I love tricks like these even though I can't figure out when it'd be an advantage. This trick works with Xor for similar reasons:

  A = A^B
  B = A^B
  A = A^B

I've seen it used to store prev^next in one pointer in doubly linked lists. The coolest part is traveling forward and backwards depends only on if you use head or the tail to "xor-unpack" the pointer, no different for prev or next!

orlp · on March 8, 2022

Actually, djbsort [1] uses a similar trick to sort two integers in constant time:

    int32_t ab = b ^ a;
    int32_t c = b - a;
    c ^= ab & (c ^ b);
    c >>= 31;
    c &= ab;
    a ^= c;
    b ^= c;

How it works is that if b < a we initially have that c = b - a is negative, and non-negative otherwise, if it were a 33-bit integer. We can then use an arithmetic shift right to spread the top sign bit, creating a mask that is all 1s when b < a and 0s otherwise. However it isn't 33-bit, so we have to detect overflow.

If both a and b are non-negative or both negative, there was no overflow. So only if the top bit of both was different (indicating different signs and thus potentially overflow), and the top bit of the result differs from b (since if the signs of a and b differ, the sign of b is our desired result), we flip the top bit of our result. That is the role of the mysterious line c ^= ab & (c ^ b);.

We then as mentioned before do an arithmetic right shift to spread the top bit into the entirety of c, creating a mask. We filter this mask using c &= ab to only contain ones on the positions where a and b differ in bits. Finally we toggle those bit positions by XORing both a and b with the mask, swapping their values if they're out of order, and leaving them unchanged otherwise.

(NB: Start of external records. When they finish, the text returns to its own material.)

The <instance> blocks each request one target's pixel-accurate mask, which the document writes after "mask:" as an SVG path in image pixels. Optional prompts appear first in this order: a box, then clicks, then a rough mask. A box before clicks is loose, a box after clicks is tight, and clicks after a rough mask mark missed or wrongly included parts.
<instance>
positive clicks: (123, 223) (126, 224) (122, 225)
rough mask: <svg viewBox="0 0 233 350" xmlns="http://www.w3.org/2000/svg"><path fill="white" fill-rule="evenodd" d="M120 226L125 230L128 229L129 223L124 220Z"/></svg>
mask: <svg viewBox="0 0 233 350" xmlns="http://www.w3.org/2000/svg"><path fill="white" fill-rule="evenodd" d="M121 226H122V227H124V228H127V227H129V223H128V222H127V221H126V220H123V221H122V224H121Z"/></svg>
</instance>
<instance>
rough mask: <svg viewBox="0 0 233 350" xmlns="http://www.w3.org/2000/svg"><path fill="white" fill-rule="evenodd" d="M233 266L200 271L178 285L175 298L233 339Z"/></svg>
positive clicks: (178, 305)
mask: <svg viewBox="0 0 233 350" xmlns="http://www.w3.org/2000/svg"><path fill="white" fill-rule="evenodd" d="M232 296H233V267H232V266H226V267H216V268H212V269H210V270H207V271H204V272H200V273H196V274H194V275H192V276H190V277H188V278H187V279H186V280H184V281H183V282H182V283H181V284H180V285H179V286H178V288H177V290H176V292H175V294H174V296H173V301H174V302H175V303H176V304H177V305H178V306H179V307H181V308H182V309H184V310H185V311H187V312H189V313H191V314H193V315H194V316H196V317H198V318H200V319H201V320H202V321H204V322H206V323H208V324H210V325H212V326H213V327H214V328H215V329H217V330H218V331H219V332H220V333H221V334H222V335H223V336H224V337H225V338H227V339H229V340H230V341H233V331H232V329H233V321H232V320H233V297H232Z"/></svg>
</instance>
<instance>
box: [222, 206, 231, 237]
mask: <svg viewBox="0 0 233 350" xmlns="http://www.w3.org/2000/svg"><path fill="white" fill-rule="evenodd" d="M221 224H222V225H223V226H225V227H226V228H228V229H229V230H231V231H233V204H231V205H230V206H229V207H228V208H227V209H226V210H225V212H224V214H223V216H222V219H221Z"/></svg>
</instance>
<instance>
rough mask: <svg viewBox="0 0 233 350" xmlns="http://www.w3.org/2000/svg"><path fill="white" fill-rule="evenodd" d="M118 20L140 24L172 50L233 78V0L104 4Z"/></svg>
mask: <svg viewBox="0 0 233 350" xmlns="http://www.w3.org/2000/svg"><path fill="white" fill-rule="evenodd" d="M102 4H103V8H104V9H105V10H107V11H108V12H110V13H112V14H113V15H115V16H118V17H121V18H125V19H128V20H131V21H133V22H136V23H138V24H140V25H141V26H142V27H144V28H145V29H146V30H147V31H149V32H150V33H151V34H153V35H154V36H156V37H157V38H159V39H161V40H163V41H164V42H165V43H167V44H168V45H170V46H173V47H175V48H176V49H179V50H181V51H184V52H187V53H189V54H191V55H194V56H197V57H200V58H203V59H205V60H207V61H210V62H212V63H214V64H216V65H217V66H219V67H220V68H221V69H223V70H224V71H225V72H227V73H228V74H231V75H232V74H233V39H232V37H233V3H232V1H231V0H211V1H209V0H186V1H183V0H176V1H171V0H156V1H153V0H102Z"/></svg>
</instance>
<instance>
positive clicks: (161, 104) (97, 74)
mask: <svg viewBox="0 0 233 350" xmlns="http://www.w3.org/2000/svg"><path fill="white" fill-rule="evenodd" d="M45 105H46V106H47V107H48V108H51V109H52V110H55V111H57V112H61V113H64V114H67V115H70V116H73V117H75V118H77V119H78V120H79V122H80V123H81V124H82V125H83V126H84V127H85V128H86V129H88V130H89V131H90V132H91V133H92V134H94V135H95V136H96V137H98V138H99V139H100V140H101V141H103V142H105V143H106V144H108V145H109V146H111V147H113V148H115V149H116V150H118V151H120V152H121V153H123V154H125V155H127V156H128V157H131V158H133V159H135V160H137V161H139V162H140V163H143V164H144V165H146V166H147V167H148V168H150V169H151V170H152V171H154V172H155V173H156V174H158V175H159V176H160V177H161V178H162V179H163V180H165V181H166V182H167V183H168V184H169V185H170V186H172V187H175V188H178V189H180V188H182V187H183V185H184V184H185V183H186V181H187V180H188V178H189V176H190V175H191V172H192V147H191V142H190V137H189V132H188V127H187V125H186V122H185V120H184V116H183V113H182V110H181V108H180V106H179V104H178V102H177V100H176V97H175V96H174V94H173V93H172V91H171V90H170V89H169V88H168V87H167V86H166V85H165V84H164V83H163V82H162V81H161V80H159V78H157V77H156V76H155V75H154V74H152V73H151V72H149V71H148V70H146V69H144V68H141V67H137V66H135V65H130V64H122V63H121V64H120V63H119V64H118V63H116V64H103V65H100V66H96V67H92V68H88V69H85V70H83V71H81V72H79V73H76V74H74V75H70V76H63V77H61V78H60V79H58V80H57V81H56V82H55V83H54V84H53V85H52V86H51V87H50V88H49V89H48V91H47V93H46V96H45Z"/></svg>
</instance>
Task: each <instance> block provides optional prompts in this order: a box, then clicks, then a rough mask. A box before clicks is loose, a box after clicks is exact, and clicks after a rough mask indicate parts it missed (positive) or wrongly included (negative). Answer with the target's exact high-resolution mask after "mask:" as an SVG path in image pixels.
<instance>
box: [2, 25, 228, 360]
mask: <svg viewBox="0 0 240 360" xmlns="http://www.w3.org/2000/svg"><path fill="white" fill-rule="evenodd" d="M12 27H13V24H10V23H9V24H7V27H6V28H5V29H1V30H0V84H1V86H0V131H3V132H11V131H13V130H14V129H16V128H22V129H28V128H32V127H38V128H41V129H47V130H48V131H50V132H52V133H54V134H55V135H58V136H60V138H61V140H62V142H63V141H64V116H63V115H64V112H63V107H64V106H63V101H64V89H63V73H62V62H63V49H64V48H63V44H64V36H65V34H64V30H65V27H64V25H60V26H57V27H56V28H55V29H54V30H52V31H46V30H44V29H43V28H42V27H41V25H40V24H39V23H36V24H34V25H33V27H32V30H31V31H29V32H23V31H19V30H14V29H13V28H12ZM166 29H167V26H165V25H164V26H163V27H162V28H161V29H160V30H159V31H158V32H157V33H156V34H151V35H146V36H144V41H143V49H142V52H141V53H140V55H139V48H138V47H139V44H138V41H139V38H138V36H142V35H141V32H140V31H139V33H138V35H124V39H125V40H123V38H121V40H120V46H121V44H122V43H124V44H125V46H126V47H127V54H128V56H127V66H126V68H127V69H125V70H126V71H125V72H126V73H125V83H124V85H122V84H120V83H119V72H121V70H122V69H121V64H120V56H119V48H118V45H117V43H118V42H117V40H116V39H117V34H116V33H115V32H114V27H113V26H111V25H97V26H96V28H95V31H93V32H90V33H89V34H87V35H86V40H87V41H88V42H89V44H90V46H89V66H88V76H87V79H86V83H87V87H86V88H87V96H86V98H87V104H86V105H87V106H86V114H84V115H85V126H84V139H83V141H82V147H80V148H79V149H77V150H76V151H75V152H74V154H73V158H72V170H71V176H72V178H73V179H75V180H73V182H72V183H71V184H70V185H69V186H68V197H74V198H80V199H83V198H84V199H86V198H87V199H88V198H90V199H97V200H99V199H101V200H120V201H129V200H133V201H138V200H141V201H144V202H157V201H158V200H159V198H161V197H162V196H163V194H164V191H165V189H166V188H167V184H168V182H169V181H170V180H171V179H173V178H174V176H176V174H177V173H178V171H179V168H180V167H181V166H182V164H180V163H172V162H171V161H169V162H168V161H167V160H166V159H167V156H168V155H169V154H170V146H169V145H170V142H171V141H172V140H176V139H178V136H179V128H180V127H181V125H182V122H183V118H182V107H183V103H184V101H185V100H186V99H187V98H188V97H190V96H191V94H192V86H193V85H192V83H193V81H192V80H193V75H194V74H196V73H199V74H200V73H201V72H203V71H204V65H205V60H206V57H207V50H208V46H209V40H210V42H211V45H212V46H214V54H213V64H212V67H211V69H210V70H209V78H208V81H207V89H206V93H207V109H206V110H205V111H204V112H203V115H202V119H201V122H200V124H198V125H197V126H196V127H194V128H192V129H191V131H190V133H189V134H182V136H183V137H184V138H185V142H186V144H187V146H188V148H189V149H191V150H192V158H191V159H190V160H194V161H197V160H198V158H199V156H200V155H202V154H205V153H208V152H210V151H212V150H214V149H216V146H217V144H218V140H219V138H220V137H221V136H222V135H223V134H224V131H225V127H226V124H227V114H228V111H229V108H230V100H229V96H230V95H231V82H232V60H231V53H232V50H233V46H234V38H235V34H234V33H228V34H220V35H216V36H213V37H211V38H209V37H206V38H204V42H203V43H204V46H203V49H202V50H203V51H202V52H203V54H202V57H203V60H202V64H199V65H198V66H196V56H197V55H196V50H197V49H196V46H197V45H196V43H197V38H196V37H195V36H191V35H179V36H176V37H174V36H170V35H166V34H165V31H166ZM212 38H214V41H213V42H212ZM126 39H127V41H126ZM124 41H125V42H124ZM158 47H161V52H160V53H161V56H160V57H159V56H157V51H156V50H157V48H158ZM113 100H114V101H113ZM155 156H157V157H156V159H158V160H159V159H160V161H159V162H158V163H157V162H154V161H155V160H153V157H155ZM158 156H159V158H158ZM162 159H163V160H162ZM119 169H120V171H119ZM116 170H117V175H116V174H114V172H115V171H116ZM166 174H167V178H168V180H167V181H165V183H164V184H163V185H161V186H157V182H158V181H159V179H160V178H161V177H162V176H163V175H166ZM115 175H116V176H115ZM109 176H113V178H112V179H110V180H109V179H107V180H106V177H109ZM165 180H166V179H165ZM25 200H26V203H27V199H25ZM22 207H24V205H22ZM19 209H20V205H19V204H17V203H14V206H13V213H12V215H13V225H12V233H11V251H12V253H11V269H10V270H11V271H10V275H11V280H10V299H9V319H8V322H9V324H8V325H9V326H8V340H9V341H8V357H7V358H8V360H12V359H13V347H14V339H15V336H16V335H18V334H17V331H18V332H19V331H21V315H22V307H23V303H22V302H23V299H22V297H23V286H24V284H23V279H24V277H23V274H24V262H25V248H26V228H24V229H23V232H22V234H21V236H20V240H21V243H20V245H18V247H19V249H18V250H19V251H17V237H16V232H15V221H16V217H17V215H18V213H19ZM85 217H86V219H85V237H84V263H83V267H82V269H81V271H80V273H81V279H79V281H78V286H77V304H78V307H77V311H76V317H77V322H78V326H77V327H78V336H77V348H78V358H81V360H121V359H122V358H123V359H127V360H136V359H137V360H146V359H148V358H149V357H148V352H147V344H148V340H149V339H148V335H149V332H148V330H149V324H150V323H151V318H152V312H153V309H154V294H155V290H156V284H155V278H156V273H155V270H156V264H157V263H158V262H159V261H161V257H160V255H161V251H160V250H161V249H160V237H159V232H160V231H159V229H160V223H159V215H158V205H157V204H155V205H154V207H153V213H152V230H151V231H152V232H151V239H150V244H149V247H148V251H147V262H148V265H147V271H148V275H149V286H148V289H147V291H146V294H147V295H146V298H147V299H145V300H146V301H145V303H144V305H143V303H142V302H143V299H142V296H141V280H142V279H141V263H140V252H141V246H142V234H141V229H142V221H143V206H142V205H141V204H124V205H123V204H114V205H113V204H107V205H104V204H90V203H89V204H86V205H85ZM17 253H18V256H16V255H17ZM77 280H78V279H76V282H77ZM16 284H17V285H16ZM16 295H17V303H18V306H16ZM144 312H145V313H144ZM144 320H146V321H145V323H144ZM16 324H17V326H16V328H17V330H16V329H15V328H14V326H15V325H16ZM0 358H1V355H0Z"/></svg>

[1]: https://sorting.cr.yp.to

globular-toast · on March 8, 2022

The advantage is not having to use a third register to swap two values around. On systems like x86, registers are in very short supply. It's not quite as relevant now as x86 has had XCHG[0] for a long time now. Compilers are quite good at detecting when it should be used so you don't often have to explicitly write the XOR trick. XCHG also doesn't corrupt your flags register.

[0] https://c9x.me/x86/html/file_module_x86_id_328.html

Someone · on March 8, 2022

The XOR trick also introduces data dependencies that makes it slower on some CPUs (can’t start the second XOR until the result of the first is available, or the third one until the result of the second is available)

When using a third register, CPUs with register renaming need not even move data at all. They could move the labels “register A”, “register B” around.

pickledcods · on March 8, 2022

Alternatively you can do:

  a ^= b;
  b ^= a;
  a ^= b;

Which uses less energy because the bitwise operators do not use the intermediate/interbit carry.

pickledcods · on March 8, 2022

saving (one) swap space by adding 3 reads and 3 calculations.

Wiseacre · on March 8, 2022

and an int overflow!

pickledcods · on March 8, 2022

Unless they are unsigned ints, and then it is defined behaviour and it becomes modulo arithmetic.

mjevans · on March 8, 2022

Thank you, I'd forgotten and remembered and forgotten that again.

In a sort of ironic comedy, maybe an msint.h file could include definitions such as: mint8, sint8, ... mint64, sint64, etc. As well as an explanation about the difference between modular and signed (2s compliment) arithmetic operations.

mark-r · on March 8, 2022

Yes, I've known that trick for a long time. There's hardly ever a reason to use it though, unless you're swapping registers in assembly and don't have a spare register.